Two thousand students may not seem like much in comparison to the total 222,700 students enrolled in Broward County Public Schools (BCPS), but it is like losing the population of an entire Broward County high school such as CCHS.
The reasons for withdrawing from this traditional form of schooling vary, the most popular being concerns regarding both safety and quality of education.
Charter schools, or free alternatives to public schools, have skyrocketed in popularity with over 88 open for enrollment in Broward County alone. These schools are not bound by the many rules and regulations that public schools must abide by. Each charter school is independently operated by non-profit or for-profit organizations, which allows more freedom for each school to control the curriculum and create their own guidelines.
“I’ve always had anxiety about being outside of my room but after the Parkland shooting, it got even worse.”
Another alternative many students find themselves pursuing is virtual school. Switching to an entirely online education gives students the chance to curate their own schedule and manage their time how they want to.
Full-time classes are offered to students through Florida Virtual School (FLVS) and Broward County’s own subdivision of virtual schooling, Broward Virtual School (BVS). Standard high school diplomas are offered through both.

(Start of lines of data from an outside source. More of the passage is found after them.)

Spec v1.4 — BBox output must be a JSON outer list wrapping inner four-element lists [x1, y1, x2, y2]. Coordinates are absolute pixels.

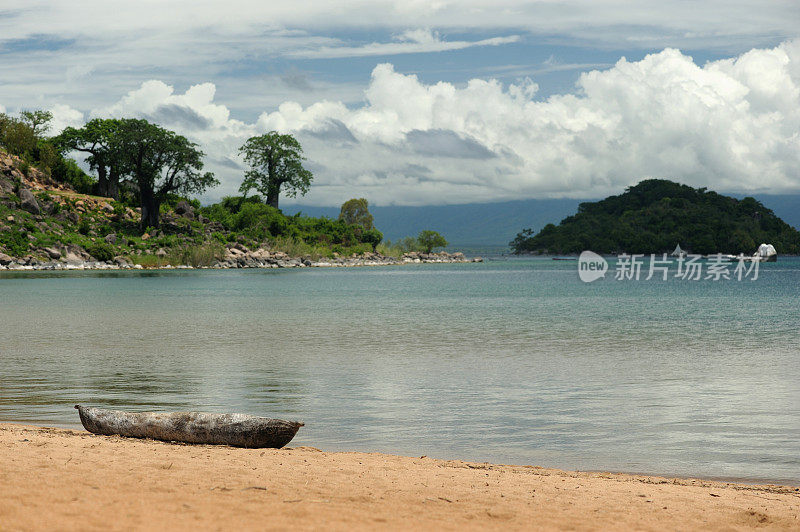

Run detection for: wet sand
[[1, 423, 798, 530]]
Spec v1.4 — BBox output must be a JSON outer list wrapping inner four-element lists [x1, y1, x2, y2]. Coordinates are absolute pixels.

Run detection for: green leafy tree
[[339, 198, 374, 229], [115, 119, 218, 231], [0, 109, 52, 158], [54, 119, 125, 199], [362, 228, 383, 251], [417, 230, 448, 253], [0, 113, 9, 139], [238, 132, 313, 209], [19, 110, 53, 137], [0, 115, 37, 157]]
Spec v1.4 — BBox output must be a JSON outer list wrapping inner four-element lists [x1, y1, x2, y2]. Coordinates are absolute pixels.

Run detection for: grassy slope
[[0, 149, 400, 265]]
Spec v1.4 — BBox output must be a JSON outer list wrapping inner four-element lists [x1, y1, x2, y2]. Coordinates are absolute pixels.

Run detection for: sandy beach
[[1, 424, 798, 530]]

“I get to do work on my own time,” Broward Virtual School student said. “I don’t have to worry about being shot up either. I’ve always had anxiety about being outside of my room but after the Parkland shooting, it got even worse. It [BVS] is like my security blanket.”

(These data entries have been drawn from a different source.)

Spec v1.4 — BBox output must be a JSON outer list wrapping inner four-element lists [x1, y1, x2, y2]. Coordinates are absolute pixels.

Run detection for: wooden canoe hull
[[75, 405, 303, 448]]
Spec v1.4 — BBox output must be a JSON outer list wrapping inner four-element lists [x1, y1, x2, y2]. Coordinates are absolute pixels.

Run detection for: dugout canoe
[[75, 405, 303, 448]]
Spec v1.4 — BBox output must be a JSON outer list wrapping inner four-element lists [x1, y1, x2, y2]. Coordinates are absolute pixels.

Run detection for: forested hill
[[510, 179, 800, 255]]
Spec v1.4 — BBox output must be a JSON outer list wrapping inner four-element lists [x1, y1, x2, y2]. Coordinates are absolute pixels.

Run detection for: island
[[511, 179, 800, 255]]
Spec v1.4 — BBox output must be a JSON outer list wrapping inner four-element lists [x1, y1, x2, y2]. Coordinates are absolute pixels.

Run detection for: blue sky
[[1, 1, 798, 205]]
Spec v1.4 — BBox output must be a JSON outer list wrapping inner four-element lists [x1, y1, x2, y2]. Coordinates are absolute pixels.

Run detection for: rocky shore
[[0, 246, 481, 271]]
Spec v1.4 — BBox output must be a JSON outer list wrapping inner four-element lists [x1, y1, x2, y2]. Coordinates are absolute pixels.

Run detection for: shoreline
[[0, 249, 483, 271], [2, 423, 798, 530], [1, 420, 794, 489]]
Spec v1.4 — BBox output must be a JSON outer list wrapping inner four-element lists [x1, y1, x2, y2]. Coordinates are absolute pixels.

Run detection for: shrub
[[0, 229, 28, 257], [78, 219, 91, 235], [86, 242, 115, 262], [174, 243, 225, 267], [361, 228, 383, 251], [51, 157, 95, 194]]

Aside from some Broward County public schools receiving ratings as low as C’s, D’s or F’s, the overall safety of students is as large of a concern as the quality of education.
“They [students] feel unsafe in the BCPS system. It’s a risk some students aren’t willing to take.”
Security has become of the utmost importance in Broward County, following the Marjory Stoneman Douglas shooting in 2018 and subsequently the passing of the Marjory Stoneman Douglas Public Safety Act, which increases security and preventative measures. Still, many parents and students alike fear the dangers associated with attending a public school.
“In terms of students being affected by Stoneman Douglas, I believe a few students have transferred out of public school,” senior Eryn Cameron said. “After a tragedy like Parkland, it’s a safety issue. They [students] feel unsafe in the BCPS system. It’s a risk some students aren’t willing to take.”
Safety has sometimes been put before education, and in a school setting, it has left people questioning whether this is the best option for their children. It is not only the fear of mass murder that puts safety into question. Bullying, vaping and other issues that students may be subjected to all turn them further away from the traditional public school system.
Charter schools and virtual schools may offer the one-on-one attention public schools fail to provide, making them viable options for many parents concerned with their children’s education and safety.
According to the Sun-Sentinel, public school enrollment is expected to continue to decrease as more students make the switch to education alternatives.